Born in Bavaria in 1944, the son of a Berlin film maker and dealer in Oriental Antiquities, Stefan Beltzig attempted at first to turn his back on the artistic milieu in which he was raised, dropped out of school and joined a circus troop as an acrobat. After leading the life of a vagabond, which enabled him to travel in India and the Near East, he began to study art. From 1963 to 1964 he worked at Shiraz and Isfahan in Iran where he took up ceramics and sculpture. After a formal study of art and graduation from the Academy of Art in Munich with First Prize in painting in 1973, he began to emphasize realism and trompe l'oeil- effects in his works. From 1979 on, his attention turned solely to drawing. His work and additional information can be found at www.stefanbeltzig.com and www.stefan-beltzig.artistwebsites.com.

Artist's Statement

For the past few years — in this country and in Europe — I’ve been photographing and sketching abandoned urban industrial sites. The Gowanus Canal and neighboring Red Hook are among the areas that have caught my eye. The desolate structures and boarded-up buildings that punctuate the waterfront hang in a kind of ghostly limbo awaiting transformation at some future time. In my work, I don’t see them as ruined, bleak wastelands, but as holding the same visual possibilities as any pristine landscape. Beauty and decay are inextricably combined. At the same time, I imagine how vibrant and teaming with life and industry these areas once were.

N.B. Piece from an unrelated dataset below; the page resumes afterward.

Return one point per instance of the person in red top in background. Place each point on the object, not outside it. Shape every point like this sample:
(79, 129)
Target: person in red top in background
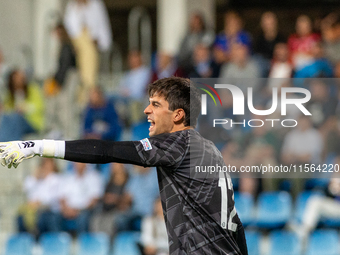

Back in my studio, I sift through my sketches, photos and notations as images for my next drawing take shape. The painstaking drawing process begins: for several weeks I put down layer upon layer of pencil strokes — similar to the ‘build-up technique’ of the Northern European landscape painters. It’s a slow, meditative process during which the color and mood of the image or even the image itself can change dramatically. It all depends on the light filtering through my studio window, or upon what comes to mind. As I apply layers of color, fragments of the Gowanus’ history sometimes percolate in my imagination. I think of the waterway in all its incarnations: as a thriving industrial area, a toxic wasteland and a notorious dumping ground for the mob. Like a lingering smog, these past lives still hang over the Canal and the Red Hook waterfront and somehow inform my work.